The more you read, the more things you will know. The more that you learn, the more places you’ll go.
– Dr. Seuss, I Can Read With My Eyes Shut!
Yesterday, I wrote about the first vignette I wrote in a serious to make up my reading autobiography. I’m completing my G11 students’ benchmark project along with them. I went back to the vignette today and revised and edited. It’s close to where I want it. I’m sure it will be made stronger in the soft places when we take it to writer’s workshop. For today, though, it is what I know.
Where I Started
The chair’s gone.
I’m not sure when it left us. My grandparents have never had a garage sale and my uncles were all well beyond the age when they lived in college housing collecting furniture when the chair departed.
All I know is it’s gone.
My last memories are of the shiny brown leather beginning to crack on the recliner’s arms.

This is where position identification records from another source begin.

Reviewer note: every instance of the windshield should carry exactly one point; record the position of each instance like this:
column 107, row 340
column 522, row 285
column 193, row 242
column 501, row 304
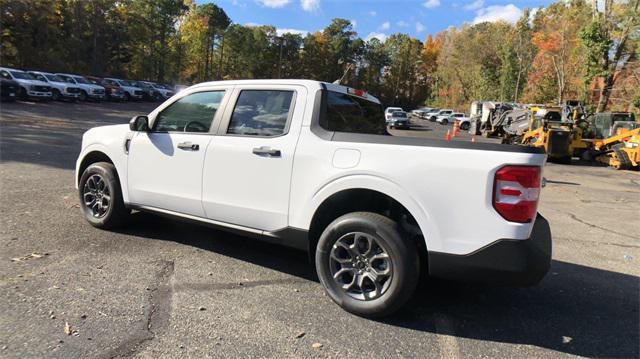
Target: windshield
column 127, row 83
column 22, row 75
column 66, row 79
column 81, row 80
column 54, row 78
column 39, row 77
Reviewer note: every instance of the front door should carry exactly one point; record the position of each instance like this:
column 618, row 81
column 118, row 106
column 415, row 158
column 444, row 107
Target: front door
column 165, row 164
column 248, row 168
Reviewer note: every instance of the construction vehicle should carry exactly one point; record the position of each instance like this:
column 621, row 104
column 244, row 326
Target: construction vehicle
column 548, row 130
column 614, row 139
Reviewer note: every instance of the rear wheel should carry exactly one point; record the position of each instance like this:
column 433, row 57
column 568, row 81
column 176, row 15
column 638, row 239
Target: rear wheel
column 622, row 161
column 365, row 265
column 101, row 196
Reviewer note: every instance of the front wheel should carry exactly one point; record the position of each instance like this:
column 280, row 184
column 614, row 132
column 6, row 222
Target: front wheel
column 365, row 264
column 101, row 196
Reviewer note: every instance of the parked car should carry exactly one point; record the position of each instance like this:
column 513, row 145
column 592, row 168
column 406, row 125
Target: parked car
column 398, row 119
column 8, row 89
column 178, row 88
column 165, row 91
column 112, row 90
column 60, row 89
column 310, row 165
column 421, row 112
column 88, row 90
column 389, row 110
column 149, row 93
column 445, row 112
column 446, row 119
column 131, row 89
column 29, row 87
column 464, row 123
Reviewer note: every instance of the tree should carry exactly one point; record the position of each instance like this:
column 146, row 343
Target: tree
column 610, row 42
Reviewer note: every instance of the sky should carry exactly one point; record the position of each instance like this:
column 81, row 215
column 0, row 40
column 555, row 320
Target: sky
column 374, row 18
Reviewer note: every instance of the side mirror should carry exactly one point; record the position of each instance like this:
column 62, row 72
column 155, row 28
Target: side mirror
column 139, row 123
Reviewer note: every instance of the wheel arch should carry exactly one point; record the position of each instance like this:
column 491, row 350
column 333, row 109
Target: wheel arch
column 339, row 198
column 89, row 158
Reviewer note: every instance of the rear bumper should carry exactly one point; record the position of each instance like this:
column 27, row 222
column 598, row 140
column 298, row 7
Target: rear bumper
column 505, row 262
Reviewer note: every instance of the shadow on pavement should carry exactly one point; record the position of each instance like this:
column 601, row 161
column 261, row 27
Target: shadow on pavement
column 575, row 310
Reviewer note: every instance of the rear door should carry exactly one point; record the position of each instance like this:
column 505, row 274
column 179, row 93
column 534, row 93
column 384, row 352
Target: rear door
column 248, row 167
column 165, row 164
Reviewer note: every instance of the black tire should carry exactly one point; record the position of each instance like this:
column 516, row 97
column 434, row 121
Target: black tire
column 624, row 163
column 402, row 253
column 116, row 214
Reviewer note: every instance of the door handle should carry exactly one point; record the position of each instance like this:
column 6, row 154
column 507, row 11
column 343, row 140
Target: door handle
column 188, row 146
column 266, row 151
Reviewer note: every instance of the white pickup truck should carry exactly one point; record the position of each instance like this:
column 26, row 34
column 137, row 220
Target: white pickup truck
column 310, row 165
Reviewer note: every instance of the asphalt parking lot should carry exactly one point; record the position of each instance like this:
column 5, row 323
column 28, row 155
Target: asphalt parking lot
column 164, row 288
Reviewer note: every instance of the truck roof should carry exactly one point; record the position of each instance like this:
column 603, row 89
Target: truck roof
column 309, row 84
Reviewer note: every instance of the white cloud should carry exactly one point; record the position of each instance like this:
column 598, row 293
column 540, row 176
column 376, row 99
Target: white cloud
column 274, row 3
column 378, row 35
column 509, row 13
column 429, row 4
column 292, row 31
column 474, row 5
column 310, row 5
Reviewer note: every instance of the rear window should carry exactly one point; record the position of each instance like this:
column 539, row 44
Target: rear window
column 345, row 113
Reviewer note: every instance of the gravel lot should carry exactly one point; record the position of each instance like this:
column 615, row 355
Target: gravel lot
column 164, row 288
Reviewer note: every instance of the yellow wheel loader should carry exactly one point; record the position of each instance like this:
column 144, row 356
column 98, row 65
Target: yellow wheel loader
column 560, row 139
column 616, row 140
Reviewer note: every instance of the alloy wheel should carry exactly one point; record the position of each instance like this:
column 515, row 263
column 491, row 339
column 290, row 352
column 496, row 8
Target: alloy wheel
column 96, row 195
column 360, row 266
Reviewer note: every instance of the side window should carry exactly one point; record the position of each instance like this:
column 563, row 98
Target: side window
column 192, row 113
column 261, row 113
column 345, row 113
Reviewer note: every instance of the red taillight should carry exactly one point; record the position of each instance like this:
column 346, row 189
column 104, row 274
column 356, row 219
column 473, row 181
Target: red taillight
column 516, row 191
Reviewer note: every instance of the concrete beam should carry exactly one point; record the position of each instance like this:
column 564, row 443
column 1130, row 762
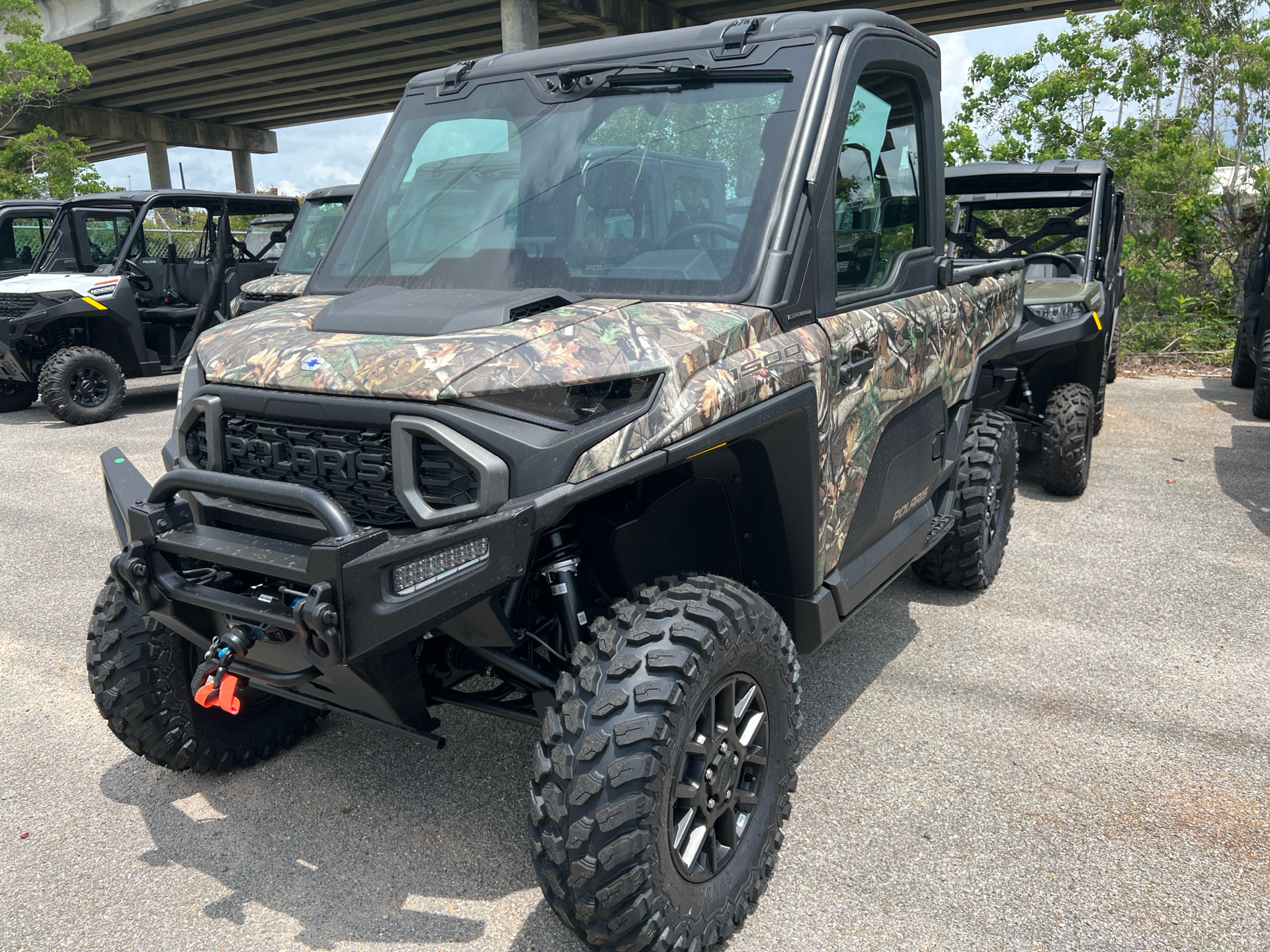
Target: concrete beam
column 88, row 122
column 520, row 19
column 244, row 180
column 160, row 169
column 616, row 17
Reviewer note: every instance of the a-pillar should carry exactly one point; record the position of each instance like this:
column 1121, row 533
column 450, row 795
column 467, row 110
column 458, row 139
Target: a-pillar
column 243, row 178
column 157, row 158
column 520, row 24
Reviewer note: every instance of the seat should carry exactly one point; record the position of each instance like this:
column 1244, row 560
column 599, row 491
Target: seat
column 169, row 314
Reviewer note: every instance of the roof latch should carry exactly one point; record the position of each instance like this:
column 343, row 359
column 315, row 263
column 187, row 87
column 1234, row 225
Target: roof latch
column 734, row 37
column 455, row 75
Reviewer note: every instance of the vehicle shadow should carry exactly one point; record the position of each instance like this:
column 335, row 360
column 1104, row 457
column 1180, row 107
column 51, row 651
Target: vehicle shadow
column 136, row 401
column 433, row 844
column 1241, row 467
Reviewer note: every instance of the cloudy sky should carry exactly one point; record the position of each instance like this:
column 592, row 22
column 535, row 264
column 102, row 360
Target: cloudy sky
column 334, row 153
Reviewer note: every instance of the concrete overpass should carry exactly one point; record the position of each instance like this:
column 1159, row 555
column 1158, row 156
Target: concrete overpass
column 222, row 74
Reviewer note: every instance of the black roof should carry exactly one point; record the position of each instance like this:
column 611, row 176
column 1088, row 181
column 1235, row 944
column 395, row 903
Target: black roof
column 997, row 178
column 325, row 194
column 780, row 26
column 239, row 202
column 31, row 202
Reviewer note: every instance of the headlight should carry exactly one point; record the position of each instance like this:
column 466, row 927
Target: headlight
column 1067, row 311
column 105, row 291
column 570, row 407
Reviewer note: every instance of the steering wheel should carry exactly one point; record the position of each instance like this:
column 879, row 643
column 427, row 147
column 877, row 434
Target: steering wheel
column 1050, row 258
column 702, row 227
column 136, row 277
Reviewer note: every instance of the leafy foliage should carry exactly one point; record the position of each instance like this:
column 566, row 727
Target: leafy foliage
column 33, row 77
column 1167, row 93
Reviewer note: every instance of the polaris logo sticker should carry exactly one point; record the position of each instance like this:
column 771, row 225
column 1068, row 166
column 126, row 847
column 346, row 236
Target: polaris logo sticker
column 323, row 462
column 908, row 507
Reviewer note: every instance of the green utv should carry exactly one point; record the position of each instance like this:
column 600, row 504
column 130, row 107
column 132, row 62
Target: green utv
column 632, row 374
column 1250, row 364
column 1066, row 218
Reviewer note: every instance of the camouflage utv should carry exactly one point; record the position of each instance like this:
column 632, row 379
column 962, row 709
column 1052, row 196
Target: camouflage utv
column 632, row 375
column 302, row 247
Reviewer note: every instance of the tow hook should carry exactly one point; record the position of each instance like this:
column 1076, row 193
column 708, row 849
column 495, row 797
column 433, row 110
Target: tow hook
column 132, row 573
column 318, row 619
column 212, row 683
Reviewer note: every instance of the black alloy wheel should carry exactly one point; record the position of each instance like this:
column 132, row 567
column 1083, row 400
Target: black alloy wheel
column 719, row 777
column 81, row 385
column 89, row 387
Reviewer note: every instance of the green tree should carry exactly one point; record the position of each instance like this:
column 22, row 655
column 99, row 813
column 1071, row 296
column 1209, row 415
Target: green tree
column 1176, row 97
column 34, row 75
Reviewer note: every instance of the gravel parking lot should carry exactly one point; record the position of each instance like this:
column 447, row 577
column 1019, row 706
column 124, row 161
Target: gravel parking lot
column 1075, row 760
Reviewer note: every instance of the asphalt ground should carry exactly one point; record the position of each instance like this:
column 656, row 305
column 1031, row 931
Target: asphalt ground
column 1075, row 760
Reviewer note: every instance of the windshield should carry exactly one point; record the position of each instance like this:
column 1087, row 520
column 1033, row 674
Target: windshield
column 635, row 190
column 310, row 237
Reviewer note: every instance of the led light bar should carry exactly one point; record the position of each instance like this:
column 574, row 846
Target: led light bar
column 412, row 576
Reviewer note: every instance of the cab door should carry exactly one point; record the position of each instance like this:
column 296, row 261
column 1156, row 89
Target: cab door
column 886, row 315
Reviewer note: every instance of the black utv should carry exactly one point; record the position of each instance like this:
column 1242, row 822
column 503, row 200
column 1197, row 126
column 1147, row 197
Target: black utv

Decidedly thrifty, but never one to appear the pauper, my grandmother must have decided the advent of these cracks heralded the chair’s demise.
It was a recliner stationed in the corner of the living room or family room (I’ve never learned the difference).
Though I was read to frequently and in many places as a child, this chair was the geographic center of my literacy.
Before bedtime, my grandfather would say, “How about a book, Zac ole pal?”
Footy-pajamaed, I would crawl into his lap as we read about the elephant in the bathtub, the poky little puppy or the monster at the end of the book.
I knew my grandmother would be reading to me again once I got to bed, but that didn’t stop me for pleading for “one more book.”
Grampa knew Gramma would be reading too, but acquiesced, “Alright, bud. I suppose we have time for one more.”
“Oh, Ted,” Gramma would say in that tone that let me know Grampa and I had gotten away with something.
In the echo of memory, propped up by family myth, I remember when my Grampa asked if I was following along with him as he read.
Though not new (books, like the Lincoln Logs and Light Bright were hand-me-downs from my dad and uncles), the book we were reading was one new to the chair’s regular rotation.
“Are you reading along?” he said.
“Uh-huh,” I said.
“Well, what’s that word?” he asked.
I read it.
“Well, I’ll be. Jean! Jean, Zachary’s reading.”
Perennially drying her hands with a dish towel, my grandmother entered the room.
“Good for him.”
I had no knowledge that that moment would signal the end of the chair and Grampa and me reading before bedtime.
Sometimes, I’ll be visiting and my Grampa will be reading with my cousins or my little brother. In those moments, I want to warn them to stay quiet, not to let on that they’re following along.
But that would be mean.
Instead, I leave them to the elephant in the bathtub, the poky little puppy and the monster at the end of the book.